Lugh::Optimizer->clip_grad_value(1.0, @tensors);
Clamps all gradient values to [-max_value, max_value].
EXAMPLE: COMPLETE TRAINING LOOP
use Lugh;
use Lugh::Train;
use Lugh::Optimizer;
# Load model and create inference engine
my $model = Lugh::Model->new(model => 'model.gguf');
my $inference = Lugh::Inference->new(model => $model);
# Create trainable LoRA adapter
my $lora = Lugh::LoRA->create(
model => $model,
rank => 8,
alpha => 16.0,
targets => [qw(attn_q attn_v)],
);
# Get LoRA weight tensors
my @params;
for my $name ($lora->weight_names) {
push @params, $lora->get_weight_tensor($name, 'a');
push @params, $lora->get_weight_tensor($name, 'b');
}
# Create optimizer
my $optimizer = Lugh::Optimizer::AdamW->new(
lr => 1e-4,
weight_decay => 0.01,
);
$optimizer->add_param($_) for @params;
# Create scheduler
my $scheduler = Lugh::Optimizer::LRScheduler->new(
$optimizer,
schedule => 'cosine',
warmup_steps => 100,
total_steps => 1000,
min_lr => 1e-6,
);
# Training loop
for my $step (1..1000) {
my $ctx = Lugh::Context->new(mem_size => 64 * 1024 * 1024);
$optimizer->zero_grad();
# Forward pass with LoRA
my $logits = Lugh::Train->forward(
inference => $inference,
context => $ctx,
tokens => \@input_tokens,
lora => $lora,
train_lora => 1,
);
my $loss = Lugh::Train->cross_entropy_loss($ctx, $logits, \@targets);
# Backward pass
$loss->backward();
# Gradient clipping (prevent exploding gradients)

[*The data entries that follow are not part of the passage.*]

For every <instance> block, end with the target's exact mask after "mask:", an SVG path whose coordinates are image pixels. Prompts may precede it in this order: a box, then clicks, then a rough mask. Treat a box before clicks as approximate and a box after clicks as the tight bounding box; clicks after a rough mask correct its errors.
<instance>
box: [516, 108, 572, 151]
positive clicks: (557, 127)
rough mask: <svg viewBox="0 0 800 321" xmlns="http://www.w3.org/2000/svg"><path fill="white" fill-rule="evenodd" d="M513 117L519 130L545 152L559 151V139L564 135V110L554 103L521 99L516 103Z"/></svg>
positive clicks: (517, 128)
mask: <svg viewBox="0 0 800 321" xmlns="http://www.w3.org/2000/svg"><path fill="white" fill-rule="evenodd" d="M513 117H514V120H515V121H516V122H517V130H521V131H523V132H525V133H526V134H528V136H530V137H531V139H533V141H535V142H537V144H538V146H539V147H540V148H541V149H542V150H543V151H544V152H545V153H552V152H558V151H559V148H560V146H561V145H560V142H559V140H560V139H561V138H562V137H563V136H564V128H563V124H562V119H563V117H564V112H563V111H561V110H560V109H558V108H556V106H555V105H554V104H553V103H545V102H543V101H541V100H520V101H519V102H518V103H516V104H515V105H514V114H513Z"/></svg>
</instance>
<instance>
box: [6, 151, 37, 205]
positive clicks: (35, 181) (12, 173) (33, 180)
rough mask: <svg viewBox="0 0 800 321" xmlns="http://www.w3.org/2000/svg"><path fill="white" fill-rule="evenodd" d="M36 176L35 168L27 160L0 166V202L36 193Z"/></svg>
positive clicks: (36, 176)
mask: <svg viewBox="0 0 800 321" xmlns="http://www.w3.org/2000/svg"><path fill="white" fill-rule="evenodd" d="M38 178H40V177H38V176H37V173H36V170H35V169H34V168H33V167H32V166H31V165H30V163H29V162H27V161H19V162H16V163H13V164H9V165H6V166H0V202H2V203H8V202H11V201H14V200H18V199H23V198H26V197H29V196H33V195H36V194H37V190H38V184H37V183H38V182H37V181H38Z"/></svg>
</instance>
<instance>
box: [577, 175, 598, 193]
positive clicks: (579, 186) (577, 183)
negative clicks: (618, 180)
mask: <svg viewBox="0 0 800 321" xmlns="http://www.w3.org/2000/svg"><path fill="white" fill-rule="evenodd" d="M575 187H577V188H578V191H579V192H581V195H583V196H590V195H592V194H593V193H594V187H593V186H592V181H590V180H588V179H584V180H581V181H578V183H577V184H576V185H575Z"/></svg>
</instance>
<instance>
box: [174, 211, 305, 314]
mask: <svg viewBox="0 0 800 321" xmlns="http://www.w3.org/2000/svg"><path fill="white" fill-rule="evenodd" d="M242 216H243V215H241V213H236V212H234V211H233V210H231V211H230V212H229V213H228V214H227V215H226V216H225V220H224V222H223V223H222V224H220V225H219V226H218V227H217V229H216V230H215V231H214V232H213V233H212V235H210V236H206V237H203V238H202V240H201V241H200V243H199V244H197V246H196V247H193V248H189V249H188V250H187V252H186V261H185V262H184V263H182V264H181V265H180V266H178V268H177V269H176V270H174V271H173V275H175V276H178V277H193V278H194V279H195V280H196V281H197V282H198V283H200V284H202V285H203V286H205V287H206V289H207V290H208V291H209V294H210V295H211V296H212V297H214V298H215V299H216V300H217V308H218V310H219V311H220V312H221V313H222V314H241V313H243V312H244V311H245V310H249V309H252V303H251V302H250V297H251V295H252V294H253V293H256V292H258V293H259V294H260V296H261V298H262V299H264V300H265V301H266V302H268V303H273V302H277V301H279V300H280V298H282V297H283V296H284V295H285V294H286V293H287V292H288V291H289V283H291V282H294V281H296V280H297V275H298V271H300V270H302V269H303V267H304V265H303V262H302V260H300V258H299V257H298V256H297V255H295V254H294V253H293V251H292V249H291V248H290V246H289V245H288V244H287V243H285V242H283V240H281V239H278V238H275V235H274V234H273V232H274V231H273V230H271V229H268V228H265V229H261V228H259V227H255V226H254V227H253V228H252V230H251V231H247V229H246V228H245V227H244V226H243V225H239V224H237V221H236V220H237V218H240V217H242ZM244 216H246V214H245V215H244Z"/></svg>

my $grad_norm = Lugh::Optimizer->clip_grad_norm(1.0, @params);
# Optimizer step
$optimizer->step();
# Learning rate schedule
$scheduler->step();
# Log progress
if ($step % 100 == 0) {
my $lr = $scheduler->get_lr();
my ($loss_val) = $loss->get_data();
printf "Step %d: loss=%.4f, lr=%.2e, grad_norm=%.2f\n",
$step, $loss_val, $lr, $grad_norm;
}
}
# Save trained adapter
$lora->save('trained_adapter.gguf');
SEE ALSO
Lugh::Train - Training API with loss functions
Lugh::Autograd - Automatic differentiation
Lugh::Autograd::Tensor - Tensors with gradient tracking
Lugh::LoRA - Low-Rank Adaptation for efficient fine-tuning
AUTHOR
LNATION <email@lnation.org>
LICENSE
This library is free software; you can redistribute it and/or modify it under the same terms as Perl itself.